Intercellular communication in the heart is mediated by gap junctions, channels that are critical for normal heart morphogenesis and for cardiac conduction. Although gap junctions play a vital role in cardiac physiology and are known to be dysregulated in disease, no available therapeutics are presently targeted to them. To investigate pathways that regulate and are regulated by gap junctions, Dr. Gutstein studies two specific areas of gap junction biology. First, Dr. Gutstein uses developmental models to investigate the effect of gap junctions on cardiac development. Germline loss of connexin43 (Cx43), the predominant cardiac gap junction component protein, is known to cause right ventricular outflow tract malformations, perinatal death and coronary anomalies. Research in the Gutstein laboratory suggests that the Cx43-null coronary phenotype may result from loss of Cx43 specifically in the neural crest population. However, the mechanisms by which Cx43 regulates the contribution of the neural crest to coronary development are not known. Ongoing studies in the laboratory are directed at identifying and characterizing how gap junctions may influence coronary patterning. The second area of interest in Dr. Gutstein's laboratory is the study of gap junction remodeling (GJR). Structural GJR is an abnormal localization of connexin protein along the sarcolemma of the myocyte and/or a generalized down-regulation of gap junction protein. The process of GJR has been strongly associated with arrhythmic cardiac conditions such as myocardial hypertrophy, infarction and heart failure.
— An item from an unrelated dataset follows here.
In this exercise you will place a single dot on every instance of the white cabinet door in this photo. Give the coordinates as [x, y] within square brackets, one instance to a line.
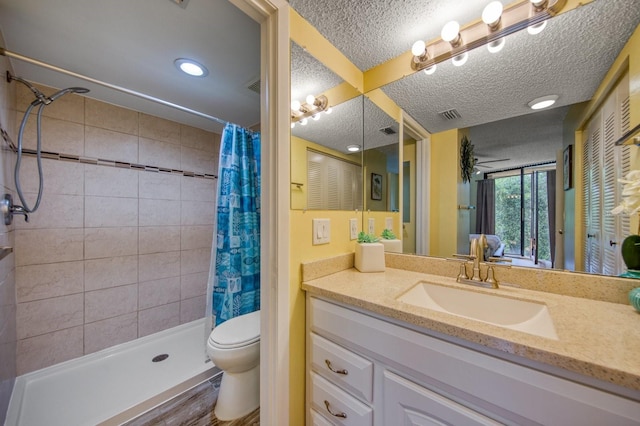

Dr. Gutstein has developed a novel method to induce GJR in the mouse by pacing at rates just over that of sinus rhythm for six hours. This is the first such method for use in the mouse that does not cause myocardial injury, hypertrophy or a decrease in cardiac function. Studies in the laboratory use this model to study the mechanisms by which GJR develops and the physiologic effects of GJR in the heart.

Research Interests

Dr. Gutstein's research interests revolve around the role of intercellular communication in cardiac development and function. Gap junctions are specialized intercellular channels that allow the passage of ions and small molecules between cells. Connexin43 (Cx43), the most abundant gap junction protein in the heart, plays a critical role in heart development, cardiac function and conduction. Understanding developmental pathways and mechanisms in the embryonic heart may provide insight into the pathophysiology of heart failure, a process often associated with recapitulation of fetal gene expression patterns.